Toward a better list iterator for the kernel

Welcome to LWN.net

The following subscription-only content has been made available to you by an LWN subscriber. Thousands of subscribers depend on LWN for the best news from the Linux and free software communities. If you enjoy this article, please consider accepting the trial offer on the right. Thank you for visiting LWN.net!

Free trial subscription

Try LWN for free for 0 month: no payment or credit card required. Activate your trial subscription now and see why thousands of readers subscribe to LWN.net.

Linked lists are conceptually straightforward; they tend to be taught toward the beginning of entry-level data-structures classes. It might thus be surprising that the kernel community is concerned about its longstanding linked-list implementation and is not only looking for ways to solve some problems, but has been struggling to find that solution. It now appears that some improvements might be at hand: after more than 30 years, the kernel developers may have found a better way to safely iterate through a linked list.

Kernel linked lists

C, of course, makes the creation of linked lists relatively easy. What it does not do, though, is help in the creation of generic linked lists that can contain any type of structure. By its nature, C lends itself to the creation of ad hoc linked lists in every situation where they are needed, resulting in boilerplate code and duplicated definitions. Every linked-list implementation must be reviewed for correctness. It would be far nicer to have a single implementation that was known to work so that kernel developers could more profitably use their time introducing bugs into code that is truly unique to their problem area.

The kernel, naturally, has a few solutions for linked lists, but the most commonly used is struct list_head:

    struct list_head {
	struct list_head *next, *prev;
    };

This structure can be employed in the obvious way to create doubly linked lists; a portion of such a list might look like:

struct list_head can represent a linked list nicely, but has one significant disadvantage: it cannot hold any other information. Usually, this kind of data structure is needed to link some other data of interest; the list structure by itself isn't the point. C does not make it easy to create a linked list with an arbitrary payload, but it is easy to embed struct list_head inside the structure that the developer actually wants to organize into a list:

This is how linked lists are typically constructed in the kernel. Macros like container_of() can be used to turn a pointer to a list_head structure into a pointer to the containing structure.
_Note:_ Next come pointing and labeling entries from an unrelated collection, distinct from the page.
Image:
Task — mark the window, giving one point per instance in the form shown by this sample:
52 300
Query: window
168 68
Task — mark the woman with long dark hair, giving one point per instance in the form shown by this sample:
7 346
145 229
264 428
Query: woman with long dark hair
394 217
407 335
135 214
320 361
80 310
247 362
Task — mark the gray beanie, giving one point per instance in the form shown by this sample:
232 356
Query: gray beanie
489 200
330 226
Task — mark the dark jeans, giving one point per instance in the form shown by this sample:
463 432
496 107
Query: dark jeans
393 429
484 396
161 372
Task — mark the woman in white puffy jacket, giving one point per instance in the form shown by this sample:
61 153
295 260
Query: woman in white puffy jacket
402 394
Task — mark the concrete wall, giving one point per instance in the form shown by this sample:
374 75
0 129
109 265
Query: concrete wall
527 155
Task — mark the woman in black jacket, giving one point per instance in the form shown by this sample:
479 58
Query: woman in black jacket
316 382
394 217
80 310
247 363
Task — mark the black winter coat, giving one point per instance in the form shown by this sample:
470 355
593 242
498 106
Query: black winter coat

Code that works with linked lists will almost always use this macro (often indirectly) to gain access to the larger payload.

One final detail that is worthy of note is that the actual head of the list tends to be a list_head structure that is not embedded within the structure type of interest:

For a real-world example of how this infrastructure is used, consider struct inode, which represents a file within a filesystem. Inodes can be on a lot of lists simultaneously, so struct inode contains no less than five separate list_head structures; unfortunately, your editor's meager artistic skills are not up to the task of showing what the resulting data structure looks like. One of those list_head structures, i_sb_list, is used to associate the inode with the superblock of the filesystem it belongs to. The list_head structure that anchors this list is the s_inodes field of struct super_block. That is the one list_head structure in this particular list that is not embedded within an instance of struct inode.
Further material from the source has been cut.